【詳報】田村厚労相「中等症は原則入院」 政府方針への懸念受け説明を軌道修正 参院厚労委

2021年8月5日 20時53分
参院厚労委で答弁する田村厚労相

参院厚労委で答弁する田村厚労相

 田村憲久厚生労働相は5日、参院厚労委員会の閉会中審査で、新型コロナウイルス患者の入院を制限し、重症者以外は原則自宅療養とする方針に関し「中等症は原則入院だ」と述べた。
 田村氏は「中等症の中で、比較的、重症化リスク低い人は自宅で対応いただく」と指摘。その上で「肺炎の所見があり、息苦しい人は入院するのが当たり前だ」と強調した。

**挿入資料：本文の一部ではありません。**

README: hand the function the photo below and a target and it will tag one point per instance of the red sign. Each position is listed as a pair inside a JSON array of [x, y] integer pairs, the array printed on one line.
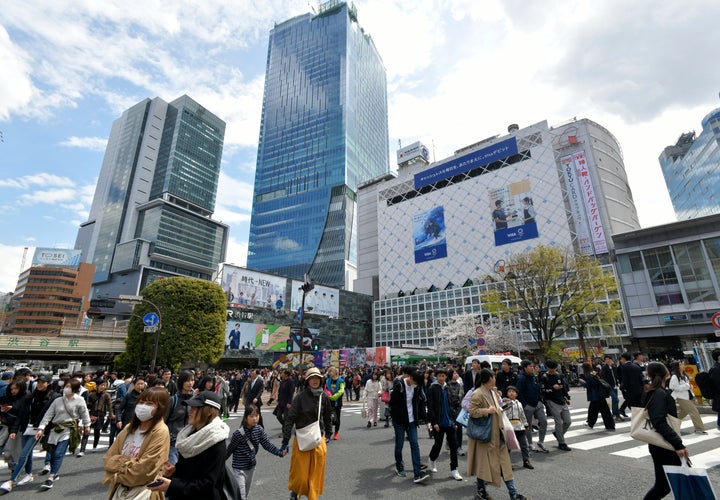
[[715, 320]]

「重症以外は自宅」との政府方針を受け、中等症で入院できなくなるとの懸念や批判が高まっているため、説明を軌道修正した。立憲民主党の石橋通宏氏への答弁。
 石橋氏は「中等症が原則入院なら(都道府県などへの)事務連絡を撤回して国の基準を出し直さないと、大混乱に陥る。国がきちんと基準、判断を示すべきではないか」と政府の姿勢を批判した。
 ◆参院厚労委での新型コロナウイルス患者の入院制限の政府方針に関する詳報は次の通り。
 自見英子氏(自民)基礎疾患があっても重症化リスクが低い場合には在宅による治療が可能という方針だと受け止めている。
 田村憲久厚生労働相 本当に命の危ない方々に病床を確保しないといけないという思いの中での考え方だ。感染状況が伸びていて病床が厳しい地域に、自治体の判断でこういうやり方もあると。東京都と話をする中でこういう形で示した。
 石橋通宏氏(立民)入院対象を重症者等に限定する深刻な方針転換だ。
 田村氏 基本的対処方針等で、感染が増えている場合は状況に応じて宿泊療養も含めた対応ということだった。決して入院を否定しているわけではない。
 石橋氏 新型コロナ感染症対策分科会の尾身茂会長も苦言を呈していた。
 田村氏 東京都とは問題意識を共有して進めてきた。尾身先生に連絡が十分にいかなかったのは、行政の横のつながりが悪かったということで反省させていただく。
 石橋氏 中等症でも原則自宅療養にしてしまうと、多くの救うべき命が救えなくなる。中等症でも今後は原則自宅療養なのか。
 田村氏 中等症は原則入院だ。中等症の中で、比較的、重症化リスクが低い人は自宅で対応いただく。例えば中等症で、肺炎の所見があり、息苦しい人は入院するのが当たり前だ。
 石橋氏 中等症が原則入院なら(都道府県などへの)事務連絡を撤回して国の基準を出し直さないと、大混乱に陥る。国がきちんと基準、判断を示すべきではないか。
 田村氏 スピード重視は危機管理の要諦だ。東京都も対応の準備をしているので、この方向で救える命を救っていかなければならない。それでも、感染がさらに伸びていけば、対応できなくなる。リスクの高い行動を控えていただきたい。今回の対応をしたからといって万全ではない。
 川田龍平氏(立民)治療薬である抗体カクテル療法について、入院患者以外にも使用できるようにする方針も示された。自宅療養者を含めた薬剤投与をどう進めるか。
 正林督章厚労省健康局長 投与対象は重症化リスクがある軽症から酸素投与を必要としない中等症の患者。デルタ株により感染の急拡大が見られる中で患者の治療の選択肢が増えることが期待される。